Case Study: Comparing Data Provider Quality
"Not everything that can be counted counts, and not everything that counts can be counted." — William Bruce Cameron
Executive Summary
This case study investigates data quality differences across soccer data sources. By comparing the same matches from multiple sources, we'll identify systematic differences, understand their causes, and develop strategies for handling multi-source analysis.
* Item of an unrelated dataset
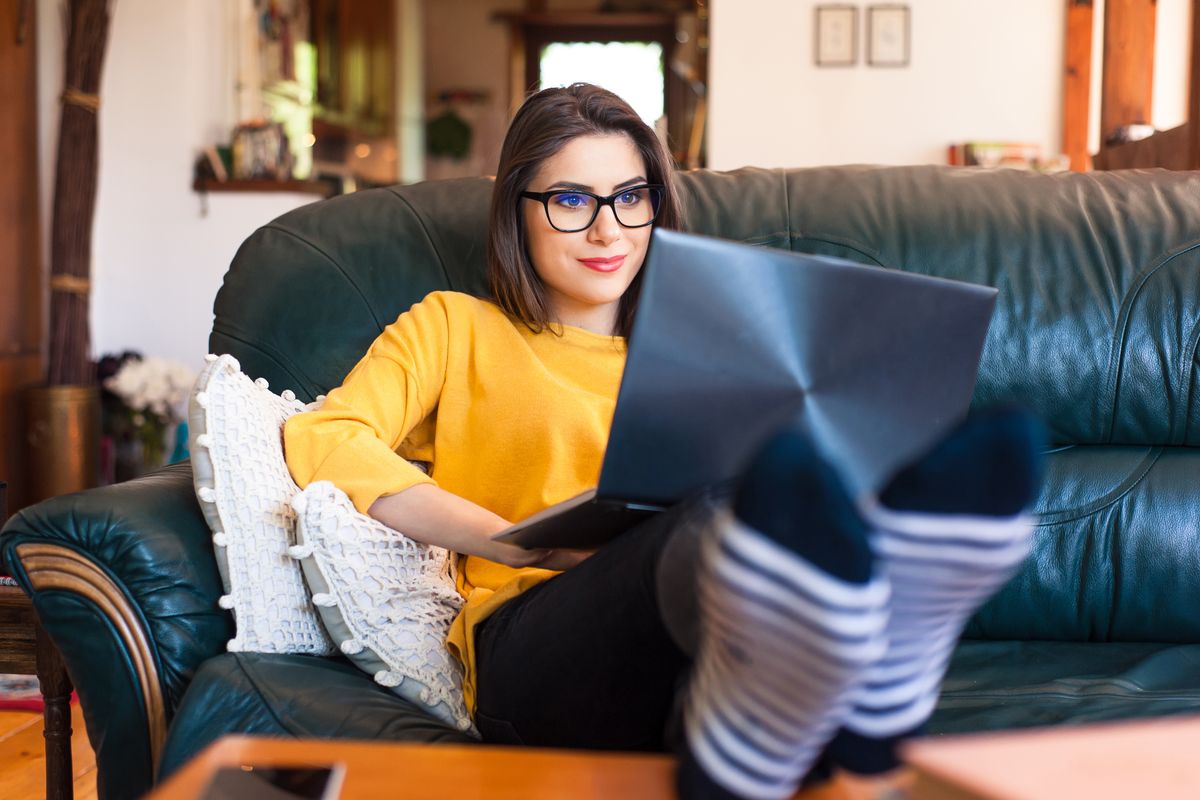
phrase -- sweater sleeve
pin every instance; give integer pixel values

Skills Applied: - Cross-source data validation - Understanding provider methodologies - Statistical comparison techniques - Quality assessment frameworks
Background
The Problem
A club's analytics team has noticed discrepancies between statistics from different providers. For the same match, one provider records 550 passes while another records 520. Shot counts differ by 2-3 per team. The team needs to understand these differences to make reliable analyses.
Why This Matters
- Scouting: Different sources may make players look better or worse
- Benchmarking: League averages depend on counting methodology
- Research: Published findings may not replicate across providers
- Communication: Stakeholders may have data from different sources
Business Question: "How do we understand and account for systematic differences between data providers?"
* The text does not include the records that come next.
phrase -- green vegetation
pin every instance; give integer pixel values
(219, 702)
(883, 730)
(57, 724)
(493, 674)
The Data Quality Framework
Dimensions of Data Quality
We'll assess data quality across five dimensions:
| Dimension | Definition | Metrics |
|---|---|---|
| Completeness | Are all expected records present? | Missing event rate, coverage |
| Accuracy | Are values correct? | Comparison to ground truth |
| Consistency | Are similar things measured the same way? | Cross-match variance |
| Timeliness | Is data available when needed? | Delay from match end |
| Precision | How granular is the data? | Coordinate precision, qualifiers |
Phase 1: Data Collection
Identifying Comparable Data
For this analysis, we'll compare StatsBomb Open Data with FBref statistics for the same matches.
"""
case_study_02_02.py - Data Provider Quality Comparison
Comparing data quality across soccer data sources.
"""
import pandas as pd
import numpy as np
from typing import Dict, List, Tuple
from statsbombpy import sb
import matplotlib.pyplot as plt
import seaborn as sns
class DataQualityAnalyzer:
"""Analyze and compare data quality across sources."""
def __init__(self):
self.comparison_results = []
def load_statsbomb_match(self, match_id: int) -> Dict:
"""
Load and summarize a match from StatsBomb.
Parameters
----------
match_id : int
StatsBomb match ID
Returns
-------
Dict
Match summary statistics
"""
events = sb.events(match_id=match_id)
summary = {
'source': 'StatsBomb',
'match_id': match_id,
'total_events': len(events),
}
# Count by team
for team in events['team'].unique():
team_events = events[events['team'] == team]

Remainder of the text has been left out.